Thelma Adams Takes on the Sexism in ‘Mars Needs Moms’
Posted on March 13, 2011 at 8:00 am
I was delighted to see US movie critic Thelma Adams go after “Mars Needs Moms” for the retro sexism of its plot. As she notes in a comment following my review, she wrote on her blog about the weirdness of a movie for kids in 2011 about a planet where the females have no feelings, the children are raised by robots whose feelings are extracted from earth mothers (selected for their willingness to be disciplinarians), and the males are “dumb as a bag of rocks,” incapable of even the most rudimentary comprehension or achievement.
She says:
ere’s the takeaway: the working mothers of Mars have lost their ability as women to love and nurture. They have to import an earth breeder to take care of that one chip necessary to continue the race. And the poor oppressed men, who live in substandard conditions, without a vote, without power, have been totally squelched to the detriment of Martian society.
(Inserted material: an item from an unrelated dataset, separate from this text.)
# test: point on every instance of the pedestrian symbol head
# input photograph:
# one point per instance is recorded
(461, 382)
The answer, my friends, is blowing in the hot air: The reinstitution of the nuclear family – happy mommy, happy daddy, happy baby of either sex — and the annihilation of the cranky crone. If sci fi plots allow their creators to work out real-life issues, then here we see a bunch of angry Hollywood males crying out against their feelings of emasculation with nostalgia for a reinstatement of the nuclear fifties family. Hmmm.
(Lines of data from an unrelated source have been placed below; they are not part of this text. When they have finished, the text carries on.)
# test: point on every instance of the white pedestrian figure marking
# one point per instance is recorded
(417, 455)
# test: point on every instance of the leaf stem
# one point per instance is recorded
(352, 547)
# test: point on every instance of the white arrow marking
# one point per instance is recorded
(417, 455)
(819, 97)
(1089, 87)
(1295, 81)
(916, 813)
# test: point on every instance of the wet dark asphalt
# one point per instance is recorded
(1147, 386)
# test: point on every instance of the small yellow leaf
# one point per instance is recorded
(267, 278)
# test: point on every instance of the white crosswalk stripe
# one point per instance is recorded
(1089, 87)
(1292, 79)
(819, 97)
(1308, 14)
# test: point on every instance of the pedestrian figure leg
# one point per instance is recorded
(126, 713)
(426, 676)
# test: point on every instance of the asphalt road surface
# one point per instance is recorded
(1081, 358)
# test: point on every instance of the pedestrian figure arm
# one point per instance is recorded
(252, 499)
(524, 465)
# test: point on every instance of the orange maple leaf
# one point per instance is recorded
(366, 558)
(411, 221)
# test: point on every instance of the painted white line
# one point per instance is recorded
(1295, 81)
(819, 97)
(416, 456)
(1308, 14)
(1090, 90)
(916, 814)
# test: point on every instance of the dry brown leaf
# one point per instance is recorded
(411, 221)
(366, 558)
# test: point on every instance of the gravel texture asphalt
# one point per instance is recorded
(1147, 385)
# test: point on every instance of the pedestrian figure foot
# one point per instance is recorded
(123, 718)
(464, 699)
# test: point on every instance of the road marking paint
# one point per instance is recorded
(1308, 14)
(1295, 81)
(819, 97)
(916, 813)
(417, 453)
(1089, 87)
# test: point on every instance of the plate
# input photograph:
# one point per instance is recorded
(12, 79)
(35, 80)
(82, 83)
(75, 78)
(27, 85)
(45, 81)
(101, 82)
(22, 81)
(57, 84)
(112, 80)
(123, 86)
The weirdest part is that it just doesn’t make any sense. Forget the part about how Martian babies are produced by popping out of the ground, without any involvement by parents of any gender. How exactly does this planet work? The shrewish female leader is a totalitarian who thinks she can protect herself and the other females from feelings. So, why program the robots with the memories and views of an earth mother who may be stern but is also affectionate and supportive? What is it that all these working females do, other than march around? I am surprised that the few good reviews this movie got emphasize its lessons about family; I’m glad Milo learns to appreciate his mother, but it would have been nice to show her as capable of more than sending him to bed without television and being willing to sacrifice herself to save his life.